The centralized network strategy is the one that inherits from the cloud. Devices are just terminals that have access to ressources in the cloud. This technique is useful when you are in a highly covered but not secure Internet area. Your device does not contain data by itself, only a cache of the recently used data. Be careful as this cache is active. If you delete it and it synchronises later with the cloud, your data could be erased from the cloud. Use a trash or versioning system in your cloud and a backup.
The decentralized network strategy is the one that was imagined at the beginning of the Internet. Each device carries its own data and shares them with other devices. Each device has to take care of its own access control. It is a more scalable and performant strategy than the centralized one as it removes any bottleneck but it faces greater challenges in terms of security.

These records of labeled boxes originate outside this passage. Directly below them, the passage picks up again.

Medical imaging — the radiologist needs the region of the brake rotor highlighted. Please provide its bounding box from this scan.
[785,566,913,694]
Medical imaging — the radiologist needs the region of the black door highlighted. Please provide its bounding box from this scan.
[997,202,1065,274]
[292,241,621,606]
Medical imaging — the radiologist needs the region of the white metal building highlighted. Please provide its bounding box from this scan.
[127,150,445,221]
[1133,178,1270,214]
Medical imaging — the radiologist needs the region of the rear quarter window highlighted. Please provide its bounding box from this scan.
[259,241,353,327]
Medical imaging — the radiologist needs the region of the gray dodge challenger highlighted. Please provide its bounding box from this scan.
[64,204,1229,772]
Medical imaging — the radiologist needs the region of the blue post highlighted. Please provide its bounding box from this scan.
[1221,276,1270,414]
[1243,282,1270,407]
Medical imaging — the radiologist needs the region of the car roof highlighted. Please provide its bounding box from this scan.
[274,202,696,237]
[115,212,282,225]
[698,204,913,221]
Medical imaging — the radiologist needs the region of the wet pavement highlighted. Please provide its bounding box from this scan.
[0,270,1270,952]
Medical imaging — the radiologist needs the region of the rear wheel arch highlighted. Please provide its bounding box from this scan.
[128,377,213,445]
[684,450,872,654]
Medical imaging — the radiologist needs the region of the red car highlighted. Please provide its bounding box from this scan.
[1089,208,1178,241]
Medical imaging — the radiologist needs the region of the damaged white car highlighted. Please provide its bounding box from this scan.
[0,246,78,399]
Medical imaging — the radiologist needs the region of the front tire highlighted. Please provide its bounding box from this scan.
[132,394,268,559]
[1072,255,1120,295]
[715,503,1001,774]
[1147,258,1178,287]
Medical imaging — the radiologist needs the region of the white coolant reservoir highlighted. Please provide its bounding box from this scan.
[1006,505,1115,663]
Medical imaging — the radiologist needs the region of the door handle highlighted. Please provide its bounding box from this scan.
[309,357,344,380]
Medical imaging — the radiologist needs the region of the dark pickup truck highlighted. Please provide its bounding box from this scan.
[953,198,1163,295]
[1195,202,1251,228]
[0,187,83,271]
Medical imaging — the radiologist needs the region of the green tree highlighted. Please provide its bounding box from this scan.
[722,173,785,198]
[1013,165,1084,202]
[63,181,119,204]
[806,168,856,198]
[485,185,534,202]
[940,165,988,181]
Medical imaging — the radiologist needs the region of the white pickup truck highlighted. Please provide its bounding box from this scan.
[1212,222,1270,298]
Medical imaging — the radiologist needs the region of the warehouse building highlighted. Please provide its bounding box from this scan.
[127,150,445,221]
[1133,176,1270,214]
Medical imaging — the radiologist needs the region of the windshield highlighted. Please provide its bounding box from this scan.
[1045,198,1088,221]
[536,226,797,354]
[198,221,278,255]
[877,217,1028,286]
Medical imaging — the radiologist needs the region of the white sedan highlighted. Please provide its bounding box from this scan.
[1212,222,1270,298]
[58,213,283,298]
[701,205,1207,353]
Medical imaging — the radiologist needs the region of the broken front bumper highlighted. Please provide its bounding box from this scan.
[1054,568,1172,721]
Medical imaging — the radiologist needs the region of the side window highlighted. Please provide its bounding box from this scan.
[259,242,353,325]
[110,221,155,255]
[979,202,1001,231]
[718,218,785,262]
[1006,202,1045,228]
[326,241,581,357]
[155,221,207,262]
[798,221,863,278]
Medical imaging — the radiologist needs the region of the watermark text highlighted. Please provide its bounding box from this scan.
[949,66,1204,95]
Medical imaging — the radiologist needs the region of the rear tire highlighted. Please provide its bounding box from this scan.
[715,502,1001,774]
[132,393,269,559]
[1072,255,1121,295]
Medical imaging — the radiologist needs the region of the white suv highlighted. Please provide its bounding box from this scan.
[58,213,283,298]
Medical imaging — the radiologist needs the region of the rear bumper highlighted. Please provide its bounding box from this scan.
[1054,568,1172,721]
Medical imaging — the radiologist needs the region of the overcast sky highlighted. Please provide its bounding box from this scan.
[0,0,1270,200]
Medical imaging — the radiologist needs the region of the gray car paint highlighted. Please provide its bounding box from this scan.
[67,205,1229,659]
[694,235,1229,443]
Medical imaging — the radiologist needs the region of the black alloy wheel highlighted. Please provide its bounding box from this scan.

Monitoring is not centralized and part of the network can be very hard to supervise. This technique is useful when you are in a badly covered Internet area. Devices are more independant and can do more without having to contact the rest of the World.
Specific tools to strengthen securityFor a centralized technique, these tools can help to integrate your devices:
The Nextcloud client for Android is useful to sync and keep versioning of your files with a centralized Nextcloud instance, for example.
The DavDroid app for Android is useful to sync your calendar and addressbook with a centralized caldav instance like Nextcloud, for example.
For a decentralized technique, these tools can help to integrate your devices:
The Silence app for Android is useful to send and receive encrypted SMS without any centralized infrastructure.
The K9Mail app with the OpenKeyChain app is useful to send and receive encrypted emails with GnuPG on an Android device.
For both techniques MyCrypNet can be used to really integrate your devices in your network as if they were on the same room.